[R] Help with confidence intervals for gam model using mgcv

Anthony Staines anthony.staines at dcu.ie
Sat Mar 10 23:40:06 CET 2012


I would be very grateful for advice on getting confidence 
intervals for the ordinary (non smoothed) parameter 
estimates from a gam.

I am studying hospital outcomes in a large data set. The 
outcomes of interest to me are all binary variables. The one 
in the example here, Dead30d, is death within 30 days of 
admission. Sexf is gender (M or F), Age is age in years at 
the start of the admission.

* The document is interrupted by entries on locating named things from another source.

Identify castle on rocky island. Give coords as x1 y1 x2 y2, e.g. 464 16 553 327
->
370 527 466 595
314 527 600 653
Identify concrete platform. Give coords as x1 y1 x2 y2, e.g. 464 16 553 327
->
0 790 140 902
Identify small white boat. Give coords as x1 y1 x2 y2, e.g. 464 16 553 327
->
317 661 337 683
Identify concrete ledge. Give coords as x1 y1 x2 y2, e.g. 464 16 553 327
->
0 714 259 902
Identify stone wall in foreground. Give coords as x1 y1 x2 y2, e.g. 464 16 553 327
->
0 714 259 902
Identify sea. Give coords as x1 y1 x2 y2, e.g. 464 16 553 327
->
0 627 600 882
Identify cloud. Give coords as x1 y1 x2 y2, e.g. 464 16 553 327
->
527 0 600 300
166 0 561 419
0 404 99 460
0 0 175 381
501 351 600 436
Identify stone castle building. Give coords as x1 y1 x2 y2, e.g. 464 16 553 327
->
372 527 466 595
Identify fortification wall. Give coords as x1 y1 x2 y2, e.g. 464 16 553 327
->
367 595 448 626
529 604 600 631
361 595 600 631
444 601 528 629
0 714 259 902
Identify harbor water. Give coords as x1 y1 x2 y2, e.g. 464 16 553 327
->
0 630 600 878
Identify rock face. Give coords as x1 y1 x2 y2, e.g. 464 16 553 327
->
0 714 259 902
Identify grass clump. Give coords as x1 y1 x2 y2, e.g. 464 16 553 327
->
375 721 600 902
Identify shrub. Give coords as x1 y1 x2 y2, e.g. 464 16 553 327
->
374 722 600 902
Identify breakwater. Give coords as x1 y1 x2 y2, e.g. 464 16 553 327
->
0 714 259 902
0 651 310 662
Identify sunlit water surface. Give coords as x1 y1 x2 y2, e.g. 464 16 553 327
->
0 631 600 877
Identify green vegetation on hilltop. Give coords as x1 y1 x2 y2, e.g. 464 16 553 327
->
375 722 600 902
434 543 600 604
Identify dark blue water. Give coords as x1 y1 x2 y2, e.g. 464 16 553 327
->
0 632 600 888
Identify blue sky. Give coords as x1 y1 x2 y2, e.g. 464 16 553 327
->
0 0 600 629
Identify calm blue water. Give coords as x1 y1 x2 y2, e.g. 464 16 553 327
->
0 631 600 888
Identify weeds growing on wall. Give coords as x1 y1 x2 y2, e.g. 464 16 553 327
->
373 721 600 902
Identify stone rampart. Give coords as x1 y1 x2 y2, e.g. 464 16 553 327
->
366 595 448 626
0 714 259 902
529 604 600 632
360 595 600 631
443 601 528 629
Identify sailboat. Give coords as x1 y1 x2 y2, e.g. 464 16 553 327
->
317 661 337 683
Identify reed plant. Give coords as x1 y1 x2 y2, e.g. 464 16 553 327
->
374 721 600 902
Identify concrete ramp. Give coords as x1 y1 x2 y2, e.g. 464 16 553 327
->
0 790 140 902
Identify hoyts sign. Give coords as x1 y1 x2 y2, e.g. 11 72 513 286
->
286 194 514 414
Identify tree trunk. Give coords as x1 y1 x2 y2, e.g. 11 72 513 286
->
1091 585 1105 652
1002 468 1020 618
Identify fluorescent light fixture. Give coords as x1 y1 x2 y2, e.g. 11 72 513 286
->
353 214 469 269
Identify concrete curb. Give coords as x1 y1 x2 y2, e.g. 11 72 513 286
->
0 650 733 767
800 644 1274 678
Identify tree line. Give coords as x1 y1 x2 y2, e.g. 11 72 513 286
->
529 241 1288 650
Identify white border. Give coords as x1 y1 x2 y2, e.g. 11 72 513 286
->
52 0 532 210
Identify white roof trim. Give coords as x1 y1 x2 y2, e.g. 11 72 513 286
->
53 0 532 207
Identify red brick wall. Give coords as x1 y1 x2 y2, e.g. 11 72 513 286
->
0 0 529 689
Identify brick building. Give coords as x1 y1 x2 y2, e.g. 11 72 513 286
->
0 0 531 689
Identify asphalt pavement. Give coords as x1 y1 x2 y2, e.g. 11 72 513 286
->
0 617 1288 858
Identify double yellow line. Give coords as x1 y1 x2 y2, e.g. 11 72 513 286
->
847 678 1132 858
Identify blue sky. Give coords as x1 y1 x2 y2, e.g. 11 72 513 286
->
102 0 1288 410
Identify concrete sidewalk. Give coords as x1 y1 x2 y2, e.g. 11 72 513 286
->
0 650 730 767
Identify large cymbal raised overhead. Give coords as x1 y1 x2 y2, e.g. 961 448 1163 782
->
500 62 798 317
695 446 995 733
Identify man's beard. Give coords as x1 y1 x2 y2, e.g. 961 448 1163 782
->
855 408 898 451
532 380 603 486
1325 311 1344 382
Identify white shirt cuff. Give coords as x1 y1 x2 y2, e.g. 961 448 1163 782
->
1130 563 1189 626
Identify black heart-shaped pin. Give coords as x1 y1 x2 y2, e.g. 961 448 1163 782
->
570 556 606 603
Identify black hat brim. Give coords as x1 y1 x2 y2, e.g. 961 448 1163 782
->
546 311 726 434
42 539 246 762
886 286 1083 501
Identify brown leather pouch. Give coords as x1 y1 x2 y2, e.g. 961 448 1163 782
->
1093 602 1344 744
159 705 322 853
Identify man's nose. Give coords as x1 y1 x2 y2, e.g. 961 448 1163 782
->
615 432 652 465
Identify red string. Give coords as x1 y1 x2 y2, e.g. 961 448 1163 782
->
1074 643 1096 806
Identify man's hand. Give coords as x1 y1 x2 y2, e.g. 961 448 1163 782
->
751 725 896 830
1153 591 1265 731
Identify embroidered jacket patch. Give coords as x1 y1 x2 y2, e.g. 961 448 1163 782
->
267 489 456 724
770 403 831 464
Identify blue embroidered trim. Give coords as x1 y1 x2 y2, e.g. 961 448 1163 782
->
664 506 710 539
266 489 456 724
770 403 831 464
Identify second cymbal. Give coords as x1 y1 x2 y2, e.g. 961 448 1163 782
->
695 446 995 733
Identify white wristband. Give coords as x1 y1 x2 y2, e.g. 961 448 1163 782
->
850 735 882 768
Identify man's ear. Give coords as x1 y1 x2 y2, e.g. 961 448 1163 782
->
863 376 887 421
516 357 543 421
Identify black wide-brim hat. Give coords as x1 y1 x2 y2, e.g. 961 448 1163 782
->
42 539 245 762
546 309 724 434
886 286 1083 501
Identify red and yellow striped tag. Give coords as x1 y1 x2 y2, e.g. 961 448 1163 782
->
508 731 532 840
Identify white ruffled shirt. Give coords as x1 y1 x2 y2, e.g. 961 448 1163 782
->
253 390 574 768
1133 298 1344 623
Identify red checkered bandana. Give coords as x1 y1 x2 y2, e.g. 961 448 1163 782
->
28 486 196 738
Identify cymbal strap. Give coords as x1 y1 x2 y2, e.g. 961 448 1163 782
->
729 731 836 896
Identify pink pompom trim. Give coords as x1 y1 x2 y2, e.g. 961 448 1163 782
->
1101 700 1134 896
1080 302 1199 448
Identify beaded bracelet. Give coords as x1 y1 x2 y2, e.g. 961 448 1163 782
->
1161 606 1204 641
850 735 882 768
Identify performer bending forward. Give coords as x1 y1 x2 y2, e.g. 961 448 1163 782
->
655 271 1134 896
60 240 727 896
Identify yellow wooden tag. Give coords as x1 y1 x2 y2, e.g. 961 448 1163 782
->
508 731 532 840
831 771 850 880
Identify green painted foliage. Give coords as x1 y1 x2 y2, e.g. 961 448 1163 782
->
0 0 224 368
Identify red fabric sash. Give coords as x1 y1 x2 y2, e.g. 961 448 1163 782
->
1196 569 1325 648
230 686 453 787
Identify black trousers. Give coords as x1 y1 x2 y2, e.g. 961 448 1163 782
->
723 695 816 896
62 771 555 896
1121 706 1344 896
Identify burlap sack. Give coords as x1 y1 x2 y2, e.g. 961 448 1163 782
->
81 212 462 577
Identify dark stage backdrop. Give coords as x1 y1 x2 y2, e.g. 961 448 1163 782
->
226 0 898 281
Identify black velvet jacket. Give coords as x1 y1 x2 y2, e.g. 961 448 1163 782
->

The standard glm is a logistic 
regression :-

glmDead.AS <- glm(Dead30d~Sexf+Age, 

The corresponding GAM, with a smooth for age, is :-

gamDead.AS <- gam(Dead30d~Sexf+s(Age), 

For my work, age is a nuisance. We already know exactly the 
effect of age (which has an odd shape). I have no interest 
in this parameter, nor in CIs for it. The GAM fits notably 
better than the GLM. The substantive interest is in the 
effects of the other variables, Sexf, and many more.

For the GLM, the confidence intervals are simple matter of 
confint(glmDead.AS). For my discipline CI's are required, 
and the profile CI's that confint produces are ideal.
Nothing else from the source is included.